For a very long time, I hated myself; I saw an ugly face, an awkward person and a voice with no importance. Every time I said something extremely unfunny or I just expressed myself a little too much, I felt a wave of shame flash over me that I couldn’t swim through. I felt it when I was with friends or family, a never-ending voice telling me who I was: a bad person.
Then, my inner voice told me my worth, and I believed it. In the mirror all I could see were the flaws that I had created repeated back in my reflection. I became less honest about my emotions and started to isolate myself from those I loved until I became depressed. There were only a few people I was honest with, yet I still took everything they said as a personal attack on who I was.

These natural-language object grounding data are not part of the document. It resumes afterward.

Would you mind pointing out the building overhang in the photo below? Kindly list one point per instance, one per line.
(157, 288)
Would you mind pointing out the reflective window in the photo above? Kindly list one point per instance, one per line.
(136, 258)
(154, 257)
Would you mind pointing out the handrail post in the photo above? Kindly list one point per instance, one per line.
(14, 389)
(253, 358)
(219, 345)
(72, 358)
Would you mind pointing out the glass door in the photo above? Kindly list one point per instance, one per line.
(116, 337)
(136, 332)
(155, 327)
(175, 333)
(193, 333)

I would anxiously sit with groups of friends who hardly knew me because of how closed off I had become. It was frustrating to never be picked first by others because no one was actually able to connect with me. The more and more time I spent isolating myself, the harder it was to separate whether my voice was only mirroring how I was being treated, or how I treated myself.
A lot of people feel that shame and embarrassment that curls around their lungs, making it hard to breathe. Sometimes it’s tests at school, but other times it’s just words that feel like they are flying out of my mouth without control. Maybe the mortification is not so extreme, but I still feel embarrassment that’s hard to push down.

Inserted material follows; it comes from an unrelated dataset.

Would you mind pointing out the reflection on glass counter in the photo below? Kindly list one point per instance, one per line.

I would paint on a fake smile and pretend I was okay when inside I felt numb and detached. From my friends’ perspectives, I wasn’t pretending; I was just less confident than I used to be. The little voice in my head would ask me if growing up meant that the magic of who I was would dissolve into something more conventional.

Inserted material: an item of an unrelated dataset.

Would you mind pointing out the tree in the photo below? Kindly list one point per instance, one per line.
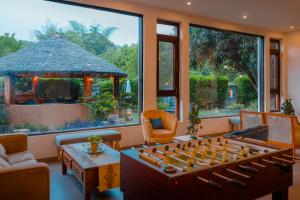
(125, 57)
(220, 48)
(94, 38)
(9, 44)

I hated that voice, the one that was telling me who I was and wasn’t. It had a mantra for me: “you are not good enough.” It repeated it over and over in my head, and every time I messed up a little, I heard it: “you’re not good enough” until it was not just that subconscious voice in my head telling me who I was, but the rest of me believed in it too.
We all have this voice, whether we acknowledge it or not, and it can pin us into a corner full of only shadows. Maybe you don’t process it, but there is something about each of us, whether it be inner or outer, that we dislike about ourselves. It’s like a scab stuck to your skin, no matter how much you pick at its still there, just now its a raw, open wound.
On the way home from school one day, my mom brought up my depression. I remember becoming angry and defensive because I didn’t think I was depressed. I lay on my bed later, wondering why I felt this way. I didn’t acknowledge she was right until later on, but at that moment, I was able to realize that I was sad. I felt far away. I was constantly overwhelmed and felt like my head was overflowing with emotions. Other times, I felt like I was watching my life from the clouds.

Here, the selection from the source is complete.